I haven't decided whether I should continue with this class. It is not being taught by the famous person who is listed as teaching it in the course schedule, and whose class is reputed to start with oracle bone texts. This class starts with the Zuo Chronicle, considerably later, and is mostly only useful insofar as it causes me to go carefully through some texts, and also for the examples. But the examples only do me any good when he writes them on the board, and occasionally he doesn't write them on the board, saying almost gleefully that the foreign exchange students will of course have trouble but he doesn't want to take the time. So I am undecided. I may skip a few and try other things that happen at the same time, then maybe come back if I feel like it and there's nothing better. At least the classroom assignment for this one seem relatively stable.
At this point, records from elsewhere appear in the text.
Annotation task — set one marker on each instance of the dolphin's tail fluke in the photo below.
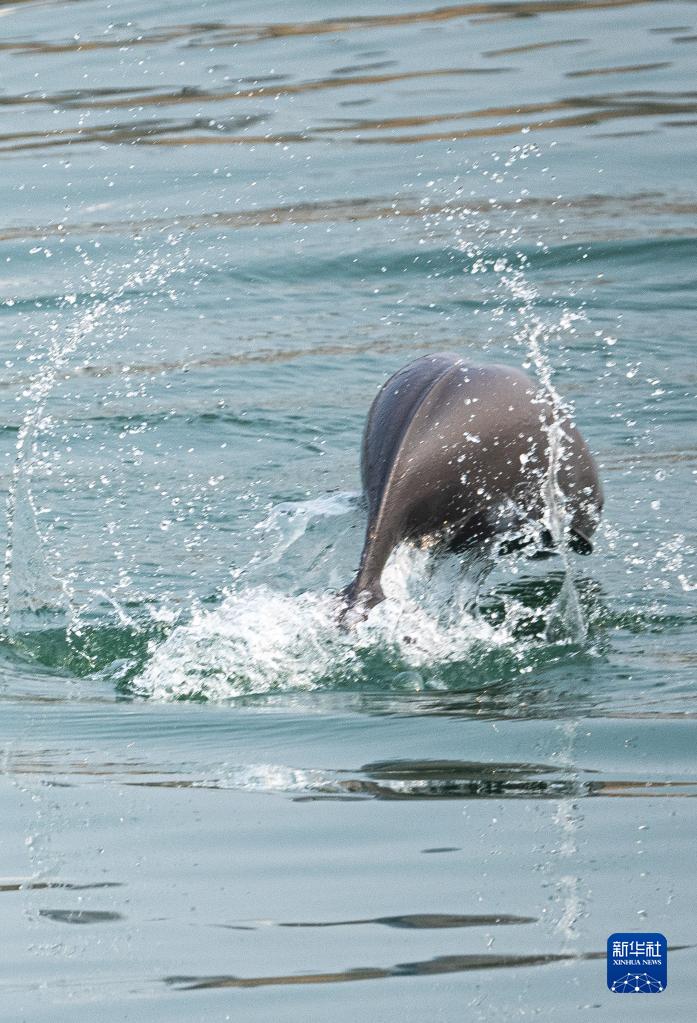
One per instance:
(358, 598)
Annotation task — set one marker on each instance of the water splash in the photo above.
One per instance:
(39, 579)
(260, 640)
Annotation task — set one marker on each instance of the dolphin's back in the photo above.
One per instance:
(390, 416)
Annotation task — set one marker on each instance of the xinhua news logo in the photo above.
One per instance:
(638, 964)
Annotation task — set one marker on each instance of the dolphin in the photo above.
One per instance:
(459, 454)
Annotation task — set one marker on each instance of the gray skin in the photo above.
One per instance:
(460, 454)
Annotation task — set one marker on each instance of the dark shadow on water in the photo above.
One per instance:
(424, 968)
(81, 916)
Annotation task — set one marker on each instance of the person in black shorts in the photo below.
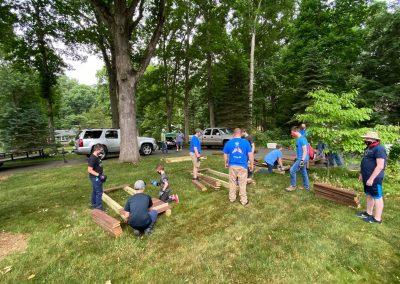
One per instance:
(136, 210)
(372, 173)
(96, 176)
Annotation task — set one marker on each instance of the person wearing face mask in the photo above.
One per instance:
(302, 157)
(372, 173)
(96, 176)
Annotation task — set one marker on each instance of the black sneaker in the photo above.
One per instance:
(363, 214)
(371, 220)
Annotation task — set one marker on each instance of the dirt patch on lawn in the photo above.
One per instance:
(11, 243)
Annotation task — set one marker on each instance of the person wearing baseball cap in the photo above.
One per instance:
(137, 211)
(195, 151)
(372, 173)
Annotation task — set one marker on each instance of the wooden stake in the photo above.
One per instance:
(113, 205)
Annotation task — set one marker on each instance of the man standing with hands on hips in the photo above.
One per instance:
(96, 176)
(237, 154)
(195, 152)
(372, 173)
(300, 163)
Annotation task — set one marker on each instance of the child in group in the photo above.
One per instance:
(137, 212)
(164, 186)
(274, 159)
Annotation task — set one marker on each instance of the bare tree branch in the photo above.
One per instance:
(103, 10)
(153, 41)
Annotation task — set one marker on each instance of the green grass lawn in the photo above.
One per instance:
(281, 237)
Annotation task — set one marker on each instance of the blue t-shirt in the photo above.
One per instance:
(303, 132)
(272, 156)
(238, 150)
(195, 142)
(368, 163)
(300, 142)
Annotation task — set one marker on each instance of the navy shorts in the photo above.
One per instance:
(375, 191)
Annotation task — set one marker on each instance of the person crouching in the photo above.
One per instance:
(137, 212)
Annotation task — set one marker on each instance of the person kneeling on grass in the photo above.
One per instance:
(136, 210)
(372, 174)
(164, 186)
(274, 159)
(301, 160)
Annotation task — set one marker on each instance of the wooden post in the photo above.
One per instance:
(113, 205)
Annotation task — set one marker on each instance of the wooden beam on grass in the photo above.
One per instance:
(110, 189)
(199, 185)
(113, 205)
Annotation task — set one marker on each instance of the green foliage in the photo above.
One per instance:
(336, 120)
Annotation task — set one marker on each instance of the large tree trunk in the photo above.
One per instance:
(251, 79)
(210, 97)
(126, 94)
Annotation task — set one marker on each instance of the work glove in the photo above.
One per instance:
(102, 178)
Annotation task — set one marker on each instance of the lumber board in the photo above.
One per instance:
(336, 196)
(129, 190)
(333, 188)
(344, 195)
(107, 223)
(160, 206)
(217, 173)
(207, 184)
(181, 159)
(217, 181)
(113, 205)
(199, 185)
(210, 180)
(111, 189)
(354, 203)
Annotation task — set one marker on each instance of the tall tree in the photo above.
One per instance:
(122, 18)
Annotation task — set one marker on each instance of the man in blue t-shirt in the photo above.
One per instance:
(372, 174)
(237, 154)
(274, 158)
(302, 158)
(195, 152)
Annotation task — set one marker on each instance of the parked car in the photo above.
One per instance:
(110, 139)
(217, 136)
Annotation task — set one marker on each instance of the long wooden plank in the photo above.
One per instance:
(207, 184)
(333, 188)
(113, 205)
(344, 195)
(210, 180)
(199, 185)
(216, 173)
(354, 203)
(129, 190)
(111, 189)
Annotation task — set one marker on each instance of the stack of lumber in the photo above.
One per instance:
(108, 223)
(338, 195)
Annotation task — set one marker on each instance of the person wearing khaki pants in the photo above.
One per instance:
(237, 154)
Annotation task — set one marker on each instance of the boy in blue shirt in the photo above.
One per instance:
(301, 160)
(237, 154)
(274, 158)
(195, 152)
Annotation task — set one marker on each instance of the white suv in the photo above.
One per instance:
(110, 139)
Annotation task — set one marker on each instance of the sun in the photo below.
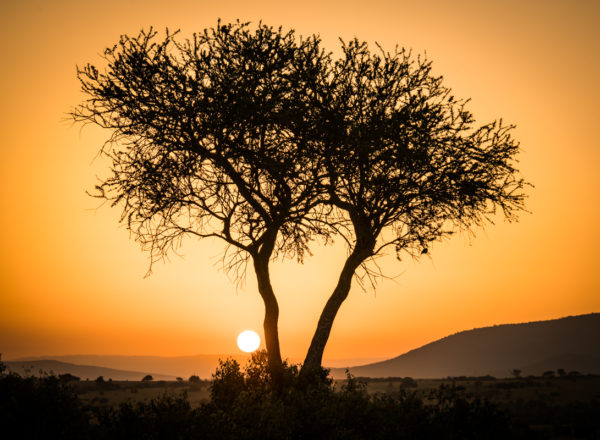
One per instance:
(248, 341)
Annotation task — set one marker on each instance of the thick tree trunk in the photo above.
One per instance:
(314, 355)
(261, 267)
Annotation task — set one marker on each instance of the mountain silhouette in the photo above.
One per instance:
(48, 366)
(570, 343)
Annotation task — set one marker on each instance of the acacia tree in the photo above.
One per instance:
(208, 140)
(404, 163)
(264, 141)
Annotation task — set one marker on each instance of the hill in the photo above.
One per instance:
(569, 343)
(184, 366)
(40, 367)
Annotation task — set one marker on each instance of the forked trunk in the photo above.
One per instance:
(271, 317)
(314, 355)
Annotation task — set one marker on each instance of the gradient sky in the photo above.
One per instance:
(72, 280)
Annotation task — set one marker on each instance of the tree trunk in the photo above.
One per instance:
(261, 267)
(314, 355)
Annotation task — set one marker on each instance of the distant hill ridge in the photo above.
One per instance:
(571, 343)
(49, 366)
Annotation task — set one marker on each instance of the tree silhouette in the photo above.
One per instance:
(404, 165)
(209, 138)
(263, 140)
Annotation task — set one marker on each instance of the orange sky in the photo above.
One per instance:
(72, 280)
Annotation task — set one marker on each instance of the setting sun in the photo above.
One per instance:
(248, 341)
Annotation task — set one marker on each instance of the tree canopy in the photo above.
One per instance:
(262, 139)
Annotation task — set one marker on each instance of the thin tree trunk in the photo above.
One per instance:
(314, 355)
(261, 267)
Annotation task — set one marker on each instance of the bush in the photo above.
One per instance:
(247, 404)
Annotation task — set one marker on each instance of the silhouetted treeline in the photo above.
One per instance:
(245, 405)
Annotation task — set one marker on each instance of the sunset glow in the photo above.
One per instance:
(72, 280)
(248, 341)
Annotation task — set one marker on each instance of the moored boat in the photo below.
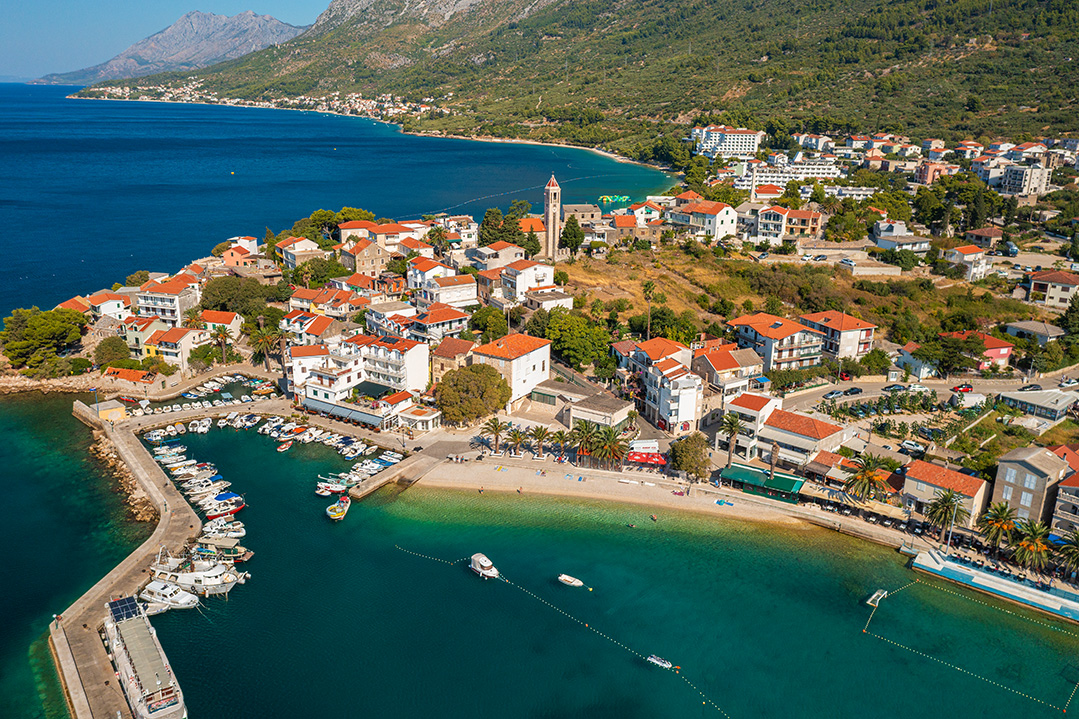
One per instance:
(483, 567)
(339, 509)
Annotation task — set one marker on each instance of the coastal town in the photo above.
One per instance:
(872, 335)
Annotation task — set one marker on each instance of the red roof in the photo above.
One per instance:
(309, 351)
(801, 424)
(657, 348)
(511, 347)
(939, 476)
(752, 402)
(217, 317)
(837, 321)
(452, 348)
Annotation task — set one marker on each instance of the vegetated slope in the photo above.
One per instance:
(603, 71)
(194, 41)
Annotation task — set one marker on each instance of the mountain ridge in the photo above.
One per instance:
(194, 41)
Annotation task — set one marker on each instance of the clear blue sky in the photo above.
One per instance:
(38, 37)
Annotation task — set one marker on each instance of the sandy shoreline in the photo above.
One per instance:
(474, 138)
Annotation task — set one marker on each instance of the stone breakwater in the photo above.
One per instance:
(140, 506)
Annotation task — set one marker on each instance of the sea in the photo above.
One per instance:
(377, 614)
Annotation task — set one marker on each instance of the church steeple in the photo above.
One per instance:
(551, 217)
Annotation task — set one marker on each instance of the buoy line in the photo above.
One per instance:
(677, 669)
(959, 668)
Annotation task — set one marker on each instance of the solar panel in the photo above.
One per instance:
(124, 608)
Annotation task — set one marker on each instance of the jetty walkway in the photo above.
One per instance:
(81, 659)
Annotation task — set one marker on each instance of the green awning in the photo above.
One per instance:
(780, 483)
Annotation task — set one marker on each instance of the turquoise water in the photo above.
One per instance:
(64, 527)
(767, 622)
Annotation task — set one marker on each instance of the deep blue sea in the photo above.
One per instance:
(92, 190)
(764, 621)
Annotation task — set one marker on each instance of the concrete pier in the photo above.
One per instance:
(83, 664)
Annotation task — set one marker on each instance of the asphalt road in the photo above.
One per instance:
(943, 389)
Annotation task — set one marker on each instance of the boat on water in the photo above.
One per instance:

Given that all these courses were not looking to work out, I decided that I should make a serious effort to take the course on Laozi Dao De Jing by the famous LL, even if he didn't want me there. So long as he didn't actually drive me personally away, I decided, I would stay. And I would make an effort to be a productive, contributing member of his class. To this end, I actually sent a message to my classmate KS (yes, my former roommate, to those of you who were wondering!) asking advice about preparation. I knew KS would have done his homework, and he had. When he called me back he had several good suggestions.

I bought some books on the way home, by way of furthering my LL class aspirations. I have decided that it is incumbent on me, it is actually my duty, to spend at least 100 RMB per day on books. After all, it's not like I'm just getting them for pleasure. They are books for work, and I am currently assembling my professional library. Besides, if KS can spend 100-200 RMB every day on food, I should be able to spend that much on books (since I only spend 20 RMB/day on food, if that!). For those of you who might have seen the wonderful anime series Read or Die, think "the book draft"--a tremendous tide of books that comes pouring out of the three sisters' house every time someone opens the door. Then you will begin to understand what Colin's and my apartment will look like next year. Colin is already shaking in his shoes!